A grandfather of two children, ages three years and nine months, had to quit his job to care for the children after his daughter became incapable of caring for them. He got a month and a half behind on his rent and had been served with a 3-day notice to pay or quit in the amount of $2,213.50. We confirmed that he had gotten a job with a cell phone company at which he could earn as much as $1,600 a week and his mother would watch the children while he worked. Because it was reasonably certain he would be able to pay the rent in the future, TPHS paid the amount owed.

A single woman who had taken guardianship of a 9-year old boy after his prior guardian, his grandfather, died. The woman had gotten behind on rent in 2022 and signed a stipulation and order by which she was to pay her monthly rent and a percentage of the arrears. If she did not pay, the court would automatically order her to be evicted.

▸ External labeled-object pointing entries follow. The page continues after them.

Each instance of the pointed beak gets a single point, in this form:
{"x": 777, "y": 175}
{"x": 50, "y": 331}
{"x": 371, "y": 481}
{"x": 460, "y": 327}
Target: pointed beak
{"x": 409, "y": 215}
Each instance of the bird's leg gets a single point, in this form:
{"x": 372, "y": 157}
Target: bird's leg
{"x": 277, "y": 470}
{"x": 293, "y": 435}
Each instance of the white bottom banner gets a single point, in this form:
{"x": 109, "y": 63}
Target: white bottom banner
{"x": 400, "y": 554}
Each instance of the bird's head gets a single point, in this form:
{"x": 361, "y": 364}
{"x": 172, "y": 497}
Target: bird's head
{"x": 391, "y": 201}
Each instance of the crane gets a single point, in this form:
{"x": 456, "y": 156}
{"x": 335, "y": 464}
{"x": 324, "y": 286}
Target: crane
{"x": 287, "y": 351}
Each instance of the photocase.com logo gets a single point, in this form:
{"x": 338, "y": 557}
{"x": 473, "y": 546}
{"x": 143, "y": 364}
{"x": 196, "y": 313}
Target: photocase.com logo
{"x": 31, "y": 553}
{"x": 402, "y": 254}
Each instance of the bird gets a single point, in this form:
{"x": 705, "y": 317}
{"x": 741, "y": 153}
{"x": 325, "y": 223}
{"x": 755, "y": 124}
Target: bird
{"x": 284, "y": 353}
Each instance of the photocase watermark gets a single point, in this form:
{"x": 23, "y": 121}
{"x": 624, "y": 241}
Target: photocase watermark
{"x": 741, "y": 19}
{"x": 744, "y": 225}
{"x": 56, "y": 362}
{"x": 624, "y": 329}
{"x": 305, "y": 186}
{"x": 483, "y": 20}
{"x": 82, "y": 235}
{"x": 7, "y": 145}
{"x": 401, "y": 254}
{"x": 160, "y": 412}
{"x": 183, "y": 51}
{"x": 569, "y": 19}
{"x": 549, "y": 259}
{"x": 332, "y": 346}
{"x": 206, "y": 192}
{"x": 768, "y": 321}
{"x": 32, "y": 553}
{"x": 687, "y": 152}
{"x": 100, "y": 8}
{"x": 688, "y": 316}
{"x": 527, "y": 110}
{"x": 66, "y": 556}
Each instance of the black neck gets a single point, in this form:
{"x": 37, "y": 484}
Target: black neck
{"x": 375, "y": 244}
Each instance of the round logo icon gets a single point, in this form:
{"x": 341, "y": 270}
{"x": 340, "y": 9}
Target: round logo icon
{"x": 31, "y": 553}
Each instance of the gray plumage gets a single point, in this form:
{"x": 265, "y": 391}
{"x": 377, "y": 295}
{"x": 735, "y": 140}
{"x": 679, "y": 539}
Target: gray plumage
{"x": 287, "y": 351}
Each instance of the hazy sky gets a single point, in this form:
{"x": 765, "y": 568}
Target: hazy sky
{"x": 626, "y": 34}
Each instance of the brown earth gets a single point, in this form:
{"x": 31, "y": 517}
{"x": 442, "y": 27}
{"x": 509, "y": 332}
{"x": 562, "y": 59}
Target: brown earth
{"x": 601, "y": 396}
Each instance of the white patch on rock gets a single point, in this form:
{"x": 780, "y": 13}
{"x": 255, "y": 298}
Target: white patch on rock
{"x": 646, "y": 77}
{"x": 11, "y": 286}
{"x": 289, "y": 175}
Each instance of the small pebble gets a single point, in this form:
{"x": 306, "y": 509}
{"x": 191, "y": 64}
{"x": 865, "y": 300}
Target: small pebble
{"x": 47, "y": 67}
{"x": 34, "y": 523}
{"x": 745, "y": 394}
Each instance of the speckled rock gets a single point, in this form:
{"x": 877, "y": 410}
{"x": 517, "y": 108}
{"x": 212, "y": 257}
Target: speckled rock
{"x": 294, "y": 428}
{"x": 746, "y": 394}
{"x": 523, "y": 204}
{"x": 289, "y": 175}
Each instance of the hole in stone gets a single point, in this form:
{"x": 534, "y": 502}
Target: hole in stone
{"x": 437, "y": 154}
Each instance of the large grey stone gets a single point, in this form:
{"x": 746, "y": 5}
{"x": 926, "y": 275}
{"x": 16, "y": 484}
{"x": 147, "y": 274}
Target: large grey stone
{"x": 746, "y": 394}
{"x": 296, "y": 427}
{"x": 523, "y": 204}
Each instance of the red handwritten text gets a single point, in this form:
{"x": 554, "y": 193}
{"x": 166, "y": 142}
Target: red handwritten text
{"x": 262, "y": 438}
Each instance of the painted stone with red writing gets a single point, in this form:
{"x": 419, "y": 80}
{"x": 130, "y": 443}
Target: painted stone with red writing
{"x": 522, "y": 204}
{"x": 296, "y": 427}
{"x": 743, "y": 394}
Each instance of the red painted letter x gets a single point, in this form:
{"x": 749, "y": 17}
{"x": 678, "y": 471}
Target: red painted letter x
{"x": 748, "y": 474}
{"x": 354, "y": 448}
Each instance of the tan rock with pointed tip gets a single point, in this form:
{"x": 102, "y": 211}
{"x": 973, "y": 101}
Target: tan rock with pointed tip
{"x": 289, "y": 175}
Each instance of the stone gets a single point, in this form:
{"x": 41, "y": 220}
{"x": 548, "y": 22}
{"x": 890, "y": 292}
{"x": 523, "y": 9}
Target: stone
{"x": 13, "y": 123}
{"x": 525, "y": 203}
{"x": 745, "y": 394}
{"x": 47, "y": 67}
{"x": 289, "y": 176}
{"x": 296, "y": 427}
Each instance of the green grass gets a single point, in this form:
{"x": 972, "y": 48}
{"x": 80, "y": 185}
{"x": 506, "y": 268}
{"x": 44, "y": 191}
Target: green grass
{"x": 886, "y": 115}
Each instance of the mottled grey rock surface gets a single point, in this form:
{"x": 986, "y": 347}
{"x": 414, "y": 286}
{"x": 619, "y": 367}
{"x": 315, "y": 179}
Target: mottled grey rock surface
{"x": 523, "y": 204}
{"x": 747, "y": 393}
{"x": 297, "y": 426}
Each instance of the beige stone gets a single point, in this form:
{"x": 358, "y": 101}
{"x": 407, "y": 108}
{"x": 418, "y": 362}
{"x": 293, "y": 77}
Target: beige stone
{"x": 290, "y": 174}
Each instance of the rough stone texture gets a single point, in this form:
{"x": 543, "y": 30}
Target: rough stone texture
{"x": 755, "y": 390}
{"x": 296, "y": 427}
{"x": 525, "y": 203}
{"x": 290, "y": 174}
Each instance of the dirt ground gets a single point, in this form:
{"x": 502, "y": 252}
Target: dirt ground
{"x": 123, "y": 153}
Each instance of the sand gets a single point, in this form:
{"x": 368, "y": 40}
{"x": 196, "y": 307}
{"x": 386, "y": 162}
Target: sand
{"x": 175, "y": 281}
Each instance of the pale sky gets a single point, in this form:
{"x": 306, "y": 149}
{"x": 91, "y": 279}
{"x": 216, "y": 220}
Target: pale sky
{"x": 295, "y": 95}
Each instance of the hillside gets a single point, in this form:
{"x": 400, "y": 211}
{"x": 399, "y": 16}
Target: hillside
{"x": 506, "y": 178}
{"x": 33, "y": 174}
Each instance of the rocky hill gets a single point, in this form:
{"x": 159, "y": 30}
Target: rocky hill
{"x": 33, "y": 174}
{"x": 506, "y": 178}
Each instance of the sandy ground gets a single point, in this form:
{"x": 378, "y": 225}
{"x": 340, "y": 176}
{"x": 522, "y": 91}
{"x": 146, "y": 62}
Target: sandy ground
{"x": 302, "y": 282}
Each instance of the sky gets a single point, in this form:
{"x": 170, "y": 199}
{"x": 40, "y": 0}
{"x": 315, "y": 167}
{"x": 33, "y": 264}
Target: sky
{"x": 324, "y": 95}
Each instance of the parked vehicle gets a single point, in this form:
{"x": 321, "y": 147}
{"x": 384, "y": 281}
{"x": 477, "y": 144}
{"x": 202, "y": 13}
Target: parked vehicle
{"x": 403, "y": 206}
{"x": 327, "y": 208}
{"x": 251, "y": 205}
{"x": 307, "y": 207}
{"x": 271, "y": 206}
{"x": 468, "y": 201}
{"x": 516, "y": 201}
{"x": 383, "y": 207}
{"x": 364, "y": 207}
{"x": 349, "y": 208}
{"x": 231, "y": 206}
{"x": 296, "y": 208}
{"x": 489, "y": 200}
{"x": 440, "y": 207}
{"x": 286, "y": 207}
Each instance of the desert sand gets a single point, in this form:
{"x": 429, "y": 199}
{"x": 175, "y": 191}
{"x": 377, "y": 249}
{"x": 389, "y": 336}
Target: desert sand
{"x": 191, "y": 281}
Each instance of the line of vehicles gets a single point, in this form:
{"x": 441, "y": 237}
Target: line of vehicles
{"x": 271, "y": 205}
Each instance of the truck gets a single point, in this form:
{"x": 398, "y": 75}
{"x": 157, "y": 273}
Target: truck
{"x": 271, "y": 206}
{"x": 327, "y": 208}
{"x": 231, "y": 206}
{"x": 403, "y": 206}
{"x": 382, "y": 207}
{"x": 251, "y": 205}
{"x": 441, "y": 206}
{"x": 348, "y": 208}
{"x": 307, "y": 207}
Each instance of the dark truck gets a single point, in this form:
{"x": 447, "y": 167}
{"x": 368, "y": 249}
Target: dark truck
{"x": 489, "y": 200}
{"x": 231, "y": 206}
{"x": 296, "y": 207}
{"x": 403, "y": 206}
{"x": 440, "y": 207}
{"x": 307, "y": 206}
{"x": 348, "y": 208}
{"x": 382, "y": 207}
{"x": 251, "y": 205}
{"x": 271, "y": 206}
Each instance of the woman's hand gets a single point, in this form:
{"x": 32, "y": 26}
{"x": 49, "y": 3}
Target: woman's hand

Also, she had been laid off from her part-time job in March. She found a full-time job and was waiting for Sacramento County to start paying support for the boy, but she knew her paycheck in July and the support payment would not come soon enough for her to be able to pay the rent and arrears of $2,606. It was reasonably certain that she would be able to pay her rent and the arrears after July so TPHS paid the amount owed for July so that she and the boy would not be evicted.

Without the assistance of TPHS, these people and others we have helped would have become homeless or remained homeless. We thank all foundations, organizations and individual donors for their support and generosity.